Published on 2025-06-10
Discussions: /r/golang.
At work, a good colleague of mine opened a PR titled: 'fix data race'. Ok, I thought, let's see. They probably forgot a mutex or an atomic. Or perhaps they returned a pointer to an object when they intended to return a copy of the object. Easy to miss.
Then I was completely puzzled.
The diff for the fix was very small, just a few lines, and contained neither mutexes, nor pointers, nor goroutines, nor any concurrency construct for that matter. How could it be?
I have managed to reproduce the race in a self-contained Go program resembling the real production code, and the diff for the fix is basically the same as the real one. It's a web server with a middleware to do rate limiting. The actual rate limiting code is omitted because it does not matter:
package main
import (
"fmt"
"net/http"
"strings"
)
func NewMiddleware(handler http.Handler, rateLimitEnabled bool) http.Handler {
return http.HandlerFunc(func(w http.ResponseWriter, r *http.Request) {
if strings.HasPrefix(r.URL.Path, "/admin") {
rateLimitEnabled = false
}
if rateLimitEnabled {
fmt.Printf("path=%s rate_limit_enabled=yes\n", r.URL.Path)
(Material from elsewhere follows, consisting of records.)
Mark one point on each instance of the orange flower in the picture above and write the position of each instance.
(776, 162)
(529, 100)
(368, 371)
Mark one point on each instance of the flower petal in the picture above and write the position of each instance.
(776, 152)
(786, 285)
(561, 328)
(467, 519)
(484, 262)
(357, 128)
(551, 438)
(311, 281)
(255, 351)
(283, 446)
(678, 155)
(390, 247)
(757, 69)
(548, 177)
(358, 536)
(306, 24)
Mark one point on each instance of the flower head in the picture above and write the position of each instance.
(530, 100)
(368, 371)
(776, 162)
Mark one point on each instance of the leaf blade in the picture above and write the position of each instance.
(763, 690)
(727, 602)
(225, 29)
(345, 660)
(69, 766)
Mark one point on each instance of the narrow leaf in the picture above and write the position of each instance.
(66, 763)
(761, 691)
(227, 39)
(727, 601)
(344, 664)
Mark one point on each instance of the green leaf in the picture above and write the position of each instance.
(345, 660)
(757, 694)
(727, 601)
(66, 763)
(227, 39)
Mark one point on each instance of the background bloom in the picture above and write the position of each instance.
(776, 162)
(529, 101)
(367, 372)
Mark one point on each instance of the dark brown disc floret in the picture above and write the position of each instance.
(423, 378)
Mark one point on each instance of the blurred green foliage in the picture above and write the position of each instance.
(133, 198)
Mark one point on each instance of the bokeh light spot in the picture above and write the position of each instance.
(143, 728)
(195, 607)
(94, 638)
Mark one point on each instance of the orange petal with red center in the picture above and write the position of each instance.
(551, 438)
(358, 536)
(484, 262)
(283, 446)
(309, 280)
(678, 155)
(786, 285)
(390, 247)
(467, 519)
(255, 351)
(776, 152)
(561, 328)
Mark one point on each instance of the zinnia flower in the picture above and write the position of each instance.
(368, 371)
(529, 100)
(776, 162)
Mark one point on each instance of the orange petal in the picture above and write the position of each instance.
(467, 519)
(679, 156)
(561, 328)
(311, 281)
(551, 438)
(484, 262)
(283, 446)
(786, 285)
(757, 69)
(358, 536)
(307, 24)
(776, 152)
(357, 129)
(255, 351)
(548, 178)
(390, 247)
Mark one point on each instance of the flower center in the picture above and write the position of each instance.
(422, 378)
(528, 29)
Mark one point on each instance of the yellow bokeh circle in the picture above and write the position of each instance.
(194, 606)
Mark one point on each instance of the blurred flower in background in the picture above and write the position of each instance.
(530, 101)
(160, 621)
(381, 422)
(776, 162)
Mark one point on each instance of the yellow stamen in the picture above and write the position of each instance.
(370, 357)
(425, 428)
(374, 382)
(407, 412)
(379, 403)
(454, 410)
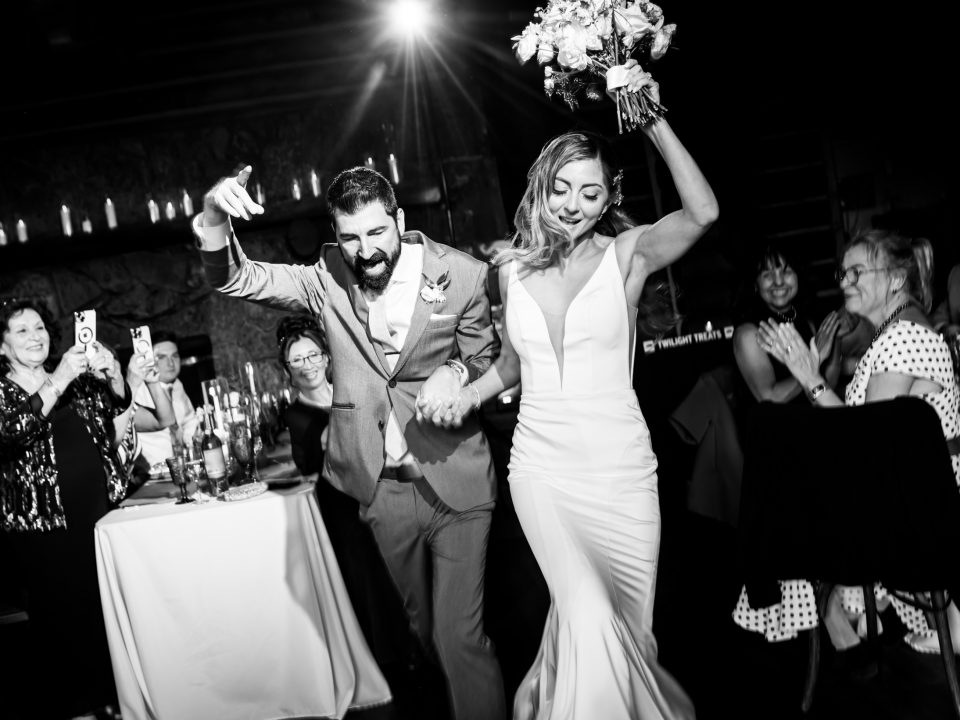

// Rate limiting logic here ...
} else {
fmt.Printf("path=%s rate_limit_enabled=no\n", r.URL.Path)
}
handler.ServeHTTP(w, r)
})
}
func handle(w http.ResponseWriter, r *http.Request) {
w.Write([]byte("hello!\n"))
}
func main() {
handler := http.HandlerFunc(handle)
middleware := NewMiddleware(handler, true)
http.Handle("/", middleware)
http.ListenAndServe(":3001", nil)
}
It's very typical Go code I would say. The only interesting thing going on here, is that we never do rate-limiting for the admin section of the site. That's handy if a user is abusing the site, and the admin has to go disable their account as fast as possible in the admin section.
The intent behind the rateLimitEnabled
parameter was likely to have it 'off' in development mode, and 'on' in production, based on some environment variable read in main
(also omitted here).
Can you spot the data race? Feel free to pause for a second. I glanced at code very similar to this for like, 10 minutes, to even begin to form hypotheses about a data race, while knowing from the get go there is a data race, and having the fix in front of me.
Let's observe the behavior with a few HTTP requests:
$ curl http://localhost:3001/
$ curl http://localhost:3001/admin
$ curl http://localhost:3001/
$ curl http://localhost:3001/
We see these server logs:
path=/ rate_limit_enabled=yes
path=/admin rate_limit_enabled=no
path=/ rate_limit_enabled=no
path=/ rate_limit_enabled=no
The actual output could vary from machine to machine due to the data race. This is what I have observed on my machine. Reading the Go memory model, another legal behavior in this case could be to immediately abort the program. No symptoms at all is not possible. The only question is when the race will manifest. When receiving lots of HTTP requests, it might not happen right after the first request. See the 'Conclusion and recommendations' section for more information.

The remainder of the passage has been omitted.